The NTRS is a pioneering effort that is designed to complement the National Response Framework (NRF), the Transportation Systems SSP of the NIPP, and State emergency operations plans. The NTRS addresses the purpose and goals of both the Transportation Systems SSP and NRF. General descriptions of the Transportation Systems SSP and NRF are below.

Transportation Systems Sector-Specific Plan

The Transportation Systems SSP outlines the management of security risks within and across transportation modes. As stated in the plan, the Transportation Systems Sector’s mission is to “continuously improve the risk posture of the Nation’s transportation system  .”

The three goals of the Transportation Systems SSP are to:

1. Prevent and deter acts of terrorism against the transportation system;

2. Enhance the resilience of the transportation system; and

3. Improve the cost-effective use of resources for transportation security.

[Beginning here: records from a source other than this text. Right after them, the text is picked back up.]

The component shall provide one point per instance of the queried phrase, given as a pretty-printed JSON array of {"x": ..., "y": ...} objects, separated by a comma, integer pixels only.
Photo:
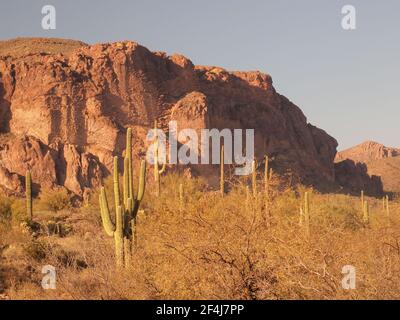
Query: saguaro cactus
[
  {"x": 157, "y": 171},
  {"x": 362, "y": 200},
  {"x": 181, "y": 198},
  {"x": 28, "y": 193},
  {"x": 307, "y": 213},
  {"x": 387, "y": 205},
  {"x": 221, "y": 169},
  {"x": 266, "y": 185},
  {"x": 254, "y": 177},
  {"x": 124, "y": 230},
  {"x": 366, "y": 212}
]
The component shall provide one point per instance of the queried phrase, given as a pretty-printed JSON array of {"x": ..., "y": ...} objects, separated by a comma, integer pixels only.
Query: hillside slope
[
  {"x": 379, "y": 160},
  {"x": 64, "y": 111}
]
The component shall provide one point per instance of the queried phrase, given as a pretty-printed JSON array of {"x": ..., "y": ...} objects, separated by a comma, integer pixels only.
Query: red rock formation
[
  {"x": 66, "y": 113},
  {"x": 367, "y": 151},
  {"x": 379, "y": 161}
]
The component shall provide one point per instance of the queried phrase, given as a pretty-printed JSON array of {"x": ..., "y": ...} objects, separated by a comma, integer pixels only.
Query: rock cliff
[{"x": 65, "y": 107}]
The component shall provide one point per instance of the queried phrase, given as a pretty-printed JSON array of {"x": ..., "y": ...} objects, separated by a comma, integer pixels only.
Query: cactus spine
[
  {"x": 157, "y": 172},
  {"x": 221, "y": 176},
  {"x": 28, "y": 192},
  {"x": 124, "y": 231}
]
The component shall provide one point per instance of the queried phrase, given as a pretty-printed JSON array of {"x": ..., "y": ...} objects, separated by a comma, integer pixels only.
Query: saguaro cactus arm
[
  {"x": 28, "y": 191},
  {"x": 221, "y": 165},
  {"x": 109, "y": 227},
  {"x": 142, "y": 181}
]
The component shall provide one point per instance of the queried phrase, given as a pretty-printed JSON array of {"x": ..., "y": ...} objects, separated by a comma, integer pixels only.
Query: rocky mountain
[
  {"x": 367, "y": 151},
  {"x": 377, "y": 160},
  {"x": 65, "y": 107}
]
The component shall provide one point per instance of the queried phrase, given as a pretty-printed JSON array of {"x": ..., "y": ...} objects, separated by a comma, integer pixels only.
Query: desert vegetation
[{"x": 261, "y": 239}]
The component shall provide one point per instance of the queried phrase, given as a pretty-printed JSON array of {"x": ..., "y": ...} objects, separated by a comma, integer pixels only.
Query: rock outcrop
[
  {"x": 367, "y": 151},
  {"x": 376, "y": 160},
  {"x": 64, "y": 112}
]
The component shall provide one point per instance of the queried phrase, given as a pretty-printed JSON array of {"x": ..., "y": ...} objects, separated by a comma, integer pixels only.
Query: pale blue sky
[{"x": 346, "y": 82}]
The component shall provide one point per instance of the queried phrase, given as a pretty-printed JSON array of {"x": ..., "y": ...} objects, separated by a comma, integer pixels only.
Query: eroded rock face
[
  {"x": 354, "y": 177},
  {"x": 66, "y": 114},
  {"x": 367, "y": 151},
  {"x": 380, "y": 161}
]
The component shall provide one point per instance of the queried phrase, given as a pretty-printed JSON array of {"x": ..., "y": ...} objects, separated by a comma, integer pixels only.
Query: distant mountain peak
[{"x": 367, "y": 151}]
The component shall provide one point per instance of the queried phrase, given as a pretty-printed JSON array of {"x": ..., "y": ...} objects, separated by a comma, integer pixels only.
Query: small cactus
[
  {"x": 28, "y": 193},
  {"x": 157, "y": 172},
  {"x": 124, "y": 230}
]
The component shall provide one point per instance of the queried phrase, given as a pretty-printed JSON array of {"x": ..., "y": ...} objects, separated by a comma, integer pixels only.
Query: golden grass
[{"x": 214, "y": 248}]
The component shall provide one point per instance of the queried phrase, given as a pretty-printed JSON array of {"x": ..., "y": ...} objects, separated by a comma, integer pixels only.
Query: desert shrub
[
  {"x": 19, "y": 213},
  {"x": 54, "y": 200}
]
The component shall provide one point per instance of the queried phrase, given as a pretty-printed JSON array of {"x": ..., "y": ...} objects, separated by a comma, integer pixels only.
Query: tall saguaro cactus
[
  {"x": 221, "y": 169},
  {"x": 266, "y": 186},
  {"x": 124, "y": 230},
  {"x": 157, "y": 171},
  {"x": 254, "y": 177},
  {"x": 366, "y": 212},
  {"x": 307, "y": 213},
  {"x": 362, "y": 201},
  {"x": 28, "y": 193},
  {"x": 386, "y": 205}
]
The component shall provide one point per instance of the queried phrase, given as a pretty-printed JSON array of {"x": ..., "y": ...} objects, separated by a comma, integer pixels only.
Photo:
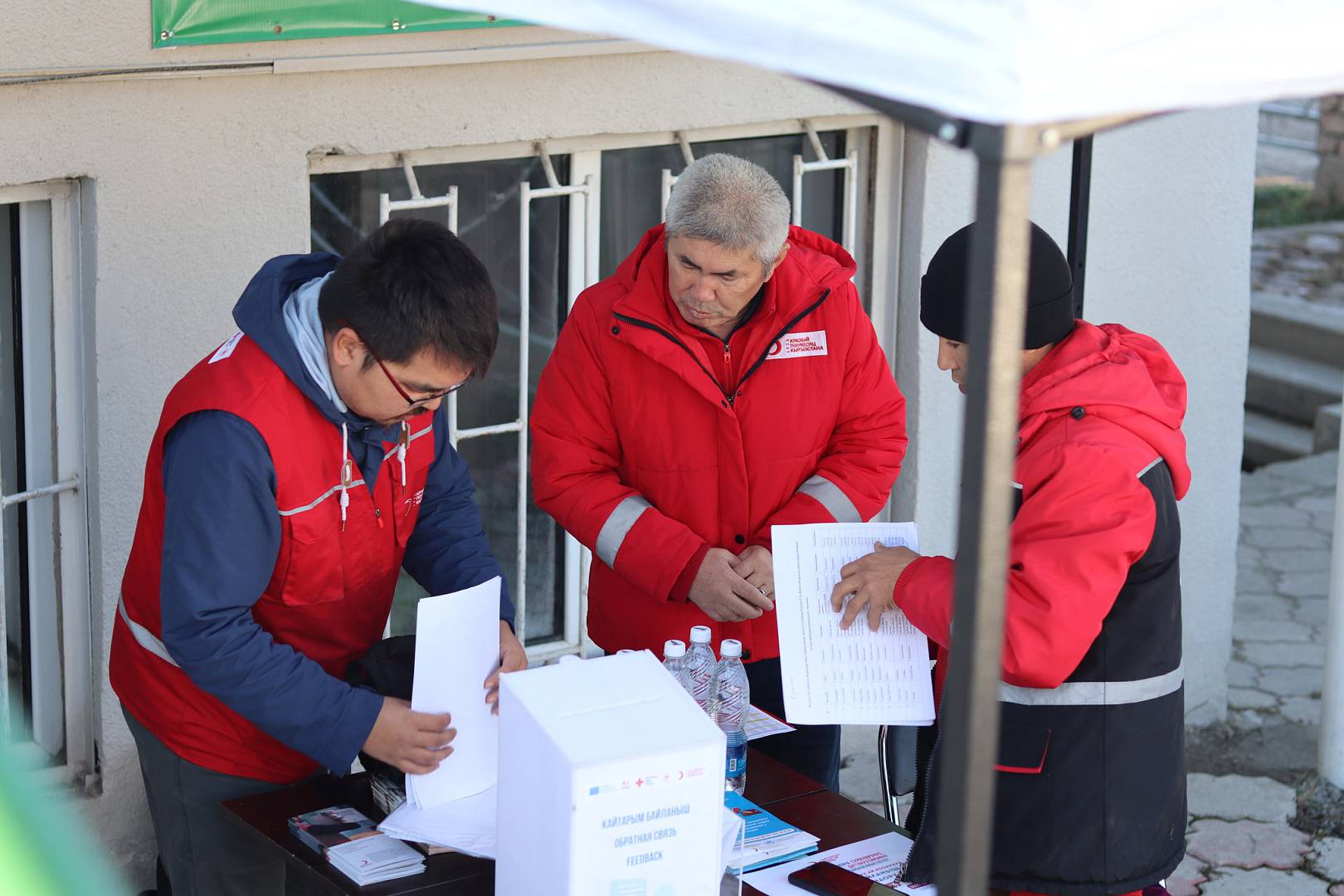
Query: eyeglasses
[{"x": 413, "y": 402}]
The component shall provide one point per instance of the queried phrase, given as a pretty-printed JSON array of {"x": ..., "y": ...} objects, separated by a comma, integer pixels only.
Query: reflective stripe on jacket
[
  {"x": 652, "y": 441},
  {"x": 1090, "y": 785}
]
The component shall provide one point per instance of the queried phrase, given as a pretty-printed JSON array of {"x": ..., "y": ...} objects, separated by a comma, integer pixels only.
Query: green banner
[{"x": 179, "y": 23}]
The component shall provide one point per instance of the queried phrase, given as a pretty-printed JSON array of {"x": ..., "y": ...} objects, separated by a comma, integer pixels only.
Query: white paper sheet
[
  {"x": 465, "y": 825},
  {"x": 457, "y": 646},
  {"x": 878, "y": 859},
  {"x": 845, "y": 677}
]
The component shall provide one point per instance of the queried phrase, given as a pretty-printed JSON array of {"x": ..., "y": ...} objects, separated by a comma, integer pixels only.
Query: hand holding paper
[
  {"x": 836, "y": 674},
  {"x": 411, "y": 742},
  {"x": 457, "y": 648},
  {"x": 871, "y": 581}
]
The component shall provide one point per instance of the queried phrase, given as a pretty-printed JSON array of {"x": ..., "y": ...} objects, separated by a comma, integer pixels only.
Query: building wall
[
  {"x": 195, "y": 182},
  {"x": 1168, "y": 256},
  {"x": 191, "y": 183}
]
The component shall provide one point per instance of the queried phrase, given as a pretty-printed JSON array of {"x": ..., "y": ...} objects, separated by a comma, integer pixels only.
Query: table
[{"x": 789, "y": 794}]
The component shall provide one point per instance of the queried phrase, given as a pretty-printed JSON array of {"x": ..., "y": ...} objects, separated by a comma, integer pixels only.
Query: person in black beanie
[{"x": 1090, "y": 785}]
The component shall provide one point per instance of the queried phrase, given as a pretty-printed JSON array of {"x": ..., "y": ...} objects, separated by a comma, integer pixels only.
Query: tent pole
[
  {"x": 997, "y": 286},
  {"x": 1332, "y": 692},
  {"x": 1079, "y": 202}
]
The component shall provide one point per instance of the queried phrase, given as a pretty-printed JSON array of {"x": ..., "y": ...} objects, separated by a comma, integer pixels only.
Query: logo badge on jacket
[{"x": 799, "y": 345}]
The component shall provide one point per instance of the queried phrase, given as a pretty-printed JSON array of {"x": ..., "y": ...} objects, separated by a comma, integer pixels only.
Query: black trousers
[
  {"x": 813, "y": 750},
  {"x": 205, "y": 850}
]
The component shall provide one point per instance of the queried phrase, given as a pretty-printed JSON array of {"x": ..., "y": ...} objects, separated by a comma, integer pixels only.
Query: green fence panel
[{"x": 178, "y": 23}]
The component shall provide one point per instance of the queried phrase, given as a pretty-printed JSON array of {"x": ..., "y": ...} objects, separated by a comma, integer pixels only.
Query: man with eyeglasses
[{"x": 295, "y": 472}]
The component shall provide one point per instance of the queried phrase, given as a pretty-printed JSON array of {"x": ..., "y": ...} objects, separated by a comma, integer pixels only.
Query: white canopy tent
[{"x": 1007, "y": 80}]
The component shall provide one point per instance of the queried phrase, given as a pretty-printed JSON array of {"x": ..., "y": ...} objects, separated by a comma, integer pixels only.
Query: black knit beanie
[{"x": 1050, "y": 289}]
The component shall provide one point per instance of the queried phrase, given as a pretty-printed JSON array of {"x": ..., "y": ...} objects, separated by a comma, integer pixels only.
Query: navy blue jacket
[{"x": 222, "y": 535}]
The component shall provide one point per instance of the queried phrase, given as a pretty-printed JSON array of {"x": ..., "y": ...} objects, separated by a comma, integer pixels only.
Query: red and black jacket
[
  {"x": 1090, "y": 791},
  {"x": 654, "y": 441}
]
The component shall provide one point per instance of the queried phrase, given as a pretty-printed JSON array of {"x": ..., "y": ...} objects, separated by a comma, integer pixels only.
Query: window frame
[
  {"x": 67, "y": 492},
  {"x": 871, "y": 140}
]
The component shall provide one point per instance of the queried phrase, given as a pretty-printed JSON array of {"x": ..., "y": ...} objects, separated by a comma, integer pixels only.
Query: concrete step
[
  {"x": 1298, "y": 328},
  {"x": 1291, "y": 388},
  {"x": 1326, "y": 434},
  {"x": 1269, "y": 440}
]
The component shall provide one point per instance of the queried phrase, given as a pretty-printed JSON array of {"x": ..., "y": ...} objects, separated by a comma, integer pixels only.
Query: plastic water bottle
[
  {"x": 699, "y": 660},
  {"x": 732, "y": 696},
  {"x": 674, "y": 660}
]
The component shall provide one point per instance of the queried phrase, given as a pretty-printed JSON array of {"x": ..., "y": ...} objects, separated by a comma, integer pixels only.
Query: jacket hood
[
  {"x": 260, "y": 314},
  {"x": 813, "y": 264},
  {"x": 1116, "y": 373}
]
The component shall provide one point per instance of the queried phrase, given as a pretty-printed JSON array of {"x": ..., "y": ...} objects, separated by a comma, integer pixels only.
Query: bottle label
[{"x": 737, "y": 759}]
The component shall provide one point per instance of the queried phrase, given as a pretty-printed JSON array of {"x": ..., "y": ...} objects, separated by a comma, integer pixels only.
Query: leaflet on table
[
  {"x": 455, "y": 649},
  {"x": 350, "y": 841},
  {"x": 878, "y": 859},
  {"x": 767, "y": 840},
  {"x": 762, "y": 724},
  {"x": 855, "y": 676}
]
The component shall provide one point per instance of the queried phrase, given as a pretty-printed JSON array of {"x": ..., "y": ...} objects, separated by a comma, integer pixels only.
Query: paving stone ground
[{"x": 1239, "y": 840}]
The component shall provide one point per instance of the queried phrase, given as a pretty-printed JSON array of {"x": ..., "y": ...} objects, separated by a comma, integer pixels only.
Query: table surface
[{"x": 789, "y": 794}]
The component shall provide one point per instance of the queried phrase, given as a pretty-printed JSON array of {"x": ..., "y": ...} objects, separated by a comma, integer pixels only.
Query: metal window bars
[
  {"x": 668, "y": 180},
  {"x": 527, "y": 193},
  {"x": 850, "y": 164},
  {"x": 60, "y": 611}
]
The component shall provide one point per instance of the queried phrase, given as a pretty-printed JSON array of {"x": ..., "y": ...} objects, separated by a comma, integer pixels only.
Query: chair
[{"x": 895, "y": 766}]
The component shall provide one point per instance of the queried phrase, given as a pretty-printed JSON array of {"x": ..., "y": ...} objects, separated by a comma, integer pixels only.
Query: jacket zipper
[
  {"x": 657, "y": 329},
  {"x": 728, "y": 395}
]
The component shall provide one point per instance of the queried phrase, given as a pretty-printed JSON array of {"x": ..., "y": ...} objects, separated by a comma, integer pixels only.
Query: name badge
[{"x": 799, "y": 345}]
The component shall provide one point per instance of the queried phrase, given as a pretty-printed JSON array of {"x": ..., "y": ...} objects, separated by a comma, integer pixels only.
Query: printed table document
[
  {"x": 855, "y": 677},
  {"x": 879, "y": 859}
]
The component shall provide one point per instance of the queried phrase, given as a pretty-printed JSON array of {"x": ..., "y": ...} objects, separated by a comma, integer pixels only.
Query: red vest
[{"x": 332, "y": 586}]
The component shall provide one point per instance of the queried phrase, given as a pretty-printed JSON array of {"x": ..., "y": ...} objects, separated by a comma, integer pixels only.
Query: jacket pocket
[
  {"x": 1022, "y": 750},
  {"x": 314, "y": 572}
]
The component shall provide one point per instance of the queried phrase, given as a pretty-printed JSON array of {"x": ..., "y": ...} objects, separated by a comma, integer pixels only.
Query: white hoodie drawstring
[
  {"x": 346, "y": 475},
  {"x": 401, "y": 448}
]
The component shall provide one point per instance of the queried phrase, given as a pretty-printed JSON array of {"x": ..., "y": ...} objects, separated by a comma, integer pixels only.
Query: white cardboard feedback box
[{"x": 611, "y": 782}]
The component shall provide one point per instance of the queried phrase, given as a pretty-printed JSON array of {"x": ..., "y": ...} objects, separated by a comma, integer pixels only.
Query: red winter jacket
[
  {"x": 654, "y": 441},
  {"x": 1094, "y": 414}
]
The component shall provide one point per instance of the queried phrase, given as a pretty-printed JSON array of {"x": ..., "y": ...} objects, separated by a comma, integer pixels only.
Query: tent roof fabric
[{"x": 995, "y": 61}]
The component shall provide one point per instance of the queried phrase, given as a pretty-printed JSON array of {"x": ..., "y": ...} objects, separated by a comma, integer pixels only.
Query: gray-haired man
[{"x": 723, "y": 381}]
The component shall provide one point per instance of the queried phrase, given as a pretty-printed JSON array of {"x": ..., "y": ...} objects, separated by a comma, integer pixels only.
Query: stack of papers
[
  {"x": 465, "y": 825},
  {"x": 350, "y": 841},
  {"x": 767, "y": 840},
  {"x": 855, "y": 676},
  {"x": 388, "y": 796}
]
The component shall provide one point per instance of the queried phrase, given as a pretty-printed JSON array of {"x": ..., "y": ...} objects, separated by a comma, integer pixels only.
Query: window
[
  {"x": 587, "y": 208},
  {"x": 46, "y": 705}
]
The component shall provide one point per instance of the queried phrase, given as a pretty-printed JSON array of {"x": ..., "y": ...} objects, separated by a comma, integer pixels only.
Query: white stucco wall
[
  {"x": 1168, "y": 256},
  {"x": 191, "y": 183},
  {"x": 197, "y": 182}
]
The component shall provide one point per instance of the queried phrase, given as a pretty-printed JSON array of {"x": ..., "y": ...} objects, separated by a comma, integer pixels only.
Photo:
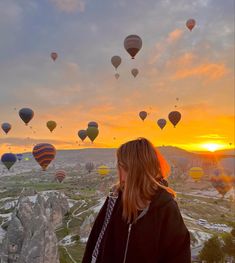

Although the primary focus of the Transportation Systems SSP is on risks associated with terrorist threats, it also applies to other manmade and natural disasters. The plan notes that one of the challenges of the Transportation Systems Sector is the coordination of response and recovery planning and activities. The Transportation Systems SSP is one of the 18 sector-specific plans required as input to the NIPP, which provides “the unifying structure for the integration of existing and future critical infrastructure and key resources (CIKR) protection efforts and resiliency strategies into a single national program …”   The NTRS supports goals 2 and 3 of the Transportation Systems SSP.

National Response Framework

The NRF provides guidance on how the Nation conducts all hazards response. It presents a framework for aligning key roles and responsibilities at all levels of government, private industry, and nongovernmental organizations, into a unified national response to disasters  . When an incident is so large that it exceeds the ability of local and State government to respond effectively, the Federal government uses the NRF to organize Federal assistance. The NRF is organized into a core document with numerous Emergency Support Function (ESF), Incident, and Support annexes.

The 15 ESF annexes cover functions that could be needed during an emergency (e.g., transportation, communications, public works and engineering, search and rescue, etc.). In regards to transportation recovery, ESF #1—Transportation (led by DOT) and ESF #14—Long-Term Community Recovery (led by FEMA, with DOT as a support agency) are paramount. Additionally, ESF #3—Public Works and Engineering (led by U.S. Army Corps of Engineers), is an important resource for overall infrastructure recovery. The other 12 ESFs may also have responsibilities depending upon the recovery situation.